Baker appreciated that some people still believe in the European Union and others are worried about change and fall for the scaremongering, but he said that the danger today is the governing elite is overthrowing the principle of “you get the government you vote for”, they want the EU. The message to the British public is their counts for nothing.
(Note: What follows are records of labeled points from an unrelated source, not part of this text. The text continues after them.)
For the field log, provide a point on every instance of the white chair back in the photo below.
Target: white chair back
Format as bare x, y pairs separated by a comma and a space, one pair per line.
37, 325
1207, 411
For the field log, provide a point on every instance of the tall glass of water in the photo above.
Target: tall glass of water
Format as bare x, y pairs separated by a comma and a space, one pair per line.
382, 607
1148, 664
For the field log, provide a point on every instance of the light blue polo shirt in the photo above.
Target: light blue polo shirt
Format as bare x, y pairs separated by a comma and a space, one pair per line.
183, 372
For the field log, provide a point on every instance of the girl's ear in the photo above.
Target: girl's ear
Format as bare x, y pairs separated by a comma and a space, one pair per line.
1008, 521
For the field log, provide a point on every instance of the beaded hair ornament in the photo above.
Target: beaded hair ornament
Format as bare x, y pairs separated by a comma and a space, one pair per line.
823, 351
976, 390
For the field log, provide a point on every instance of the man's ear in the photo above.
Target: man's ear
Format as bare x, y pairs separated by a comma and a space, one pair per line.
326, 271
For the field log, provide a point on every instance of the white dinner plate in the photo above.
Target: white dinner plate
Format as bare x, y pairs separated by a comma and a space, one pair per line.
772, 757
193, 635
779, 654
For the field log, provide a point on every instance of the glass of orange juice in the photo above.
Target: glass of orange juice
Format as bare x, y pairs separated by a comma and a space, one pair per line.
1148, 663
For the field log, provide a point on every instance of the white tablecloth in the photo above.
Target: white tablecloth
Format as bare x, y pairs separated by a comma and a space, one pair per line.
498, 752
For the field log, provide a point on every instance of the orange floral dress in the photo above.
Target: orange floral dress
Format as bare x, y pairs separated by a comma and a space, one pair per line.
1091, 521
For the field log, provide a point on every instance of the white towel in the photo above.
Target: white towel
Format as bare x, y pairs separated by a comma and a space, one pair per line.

Boris Johnson is clear UK should exit EU by 31 October. Baker said the Surrender Bill which ties Johnson’s hands by forcing him to ask for an extension, is an unconstitutional Bill reached by unconstitutional means. The Bill was legislated for by arbitrarily overthrowing the House of Commons (HoC). He said that the Speaker broke the rules by allowing the debate for the HoC to take over the procedure to legislate. He said the government controls the business in the HoC, not the Speaker. The rebels took away from the government the power to govern the country through control of the business of the Commons; they handed it to the Opposition with a rag-tag bunch of rebels. Baker said that now UK has a minority government that has lost control of Parliament. He said really that government ought to fall and there ought to be a general election. Johnson was absolutely right to table a motion for an early general election; this motion is expected again on Tuesday when Parliament resumes, but is also expected to fail as some Conservative MPs will lose their seats and the Labour Party is more split than the Conservatives; the LibDems and SNP will find an excuse not to have a GE. If Johnson had resigned, the alternative idea of a Government of so-called National Unity is presumed by many not to last very long, but it is an uncharted threat. Baker said the ERG have been informed by former Labour MPs that Corbyn and John McDonnell are “extremists”; indeed, McDonnell has told Baker in a 2011 interaction that he is a not completely reformed Trotskyite. Baker said should the Labour form a government, the difficulties of leaving the EU would pale into insignificance.

Regarding a deal for leaving the EU, Baker said that the Chequers Agreement of rule following is intolerable; although there are many things wrong with the Withdrawal Agreement, the political context has changed, but with the Brady Ammendment, that replaces the Backstop with alternative arrangements to avoid a hard border, there is a just a possibility this might pass. Baker said that if the Backstop is completely removed, the Political Declaration for the Future Relationship (PDFR) will need to be thoroughly rewritten, to match the offer the EU made to UK in March 2018. Also, it is unacceptable that the ECJ has jurisdiction over the negotiation of the PDFR. The implementation period leaves UK exposed to EU having power to pass laws to disadvantage UK, thus the UK would need a national veto; and equal citizens’ rights for British Asians and European Citizens is something Baker would aim for.

Baker explained that the purpose of an extension and the Surrender Act is obscured, because the Kinnock amendment requires the Prime Minister to state the reason for requesting an extension is to pass the Withdrawal Agreement Bill, but Baker has previously said that there is no chance Johnson will represent a deal that contains the Backstop that is harder to get out of than Europe. Regarding a No Deal exit on 31 October, Baker hazarded a guess that the SC would support an extension; thus, it is difficult to say what the government ought to do.

At this point, a television broadcasting team arrived and The Sunday Guardian chat was over. One day, this reporter hopes to resume the intended profile under less harassed circumstances.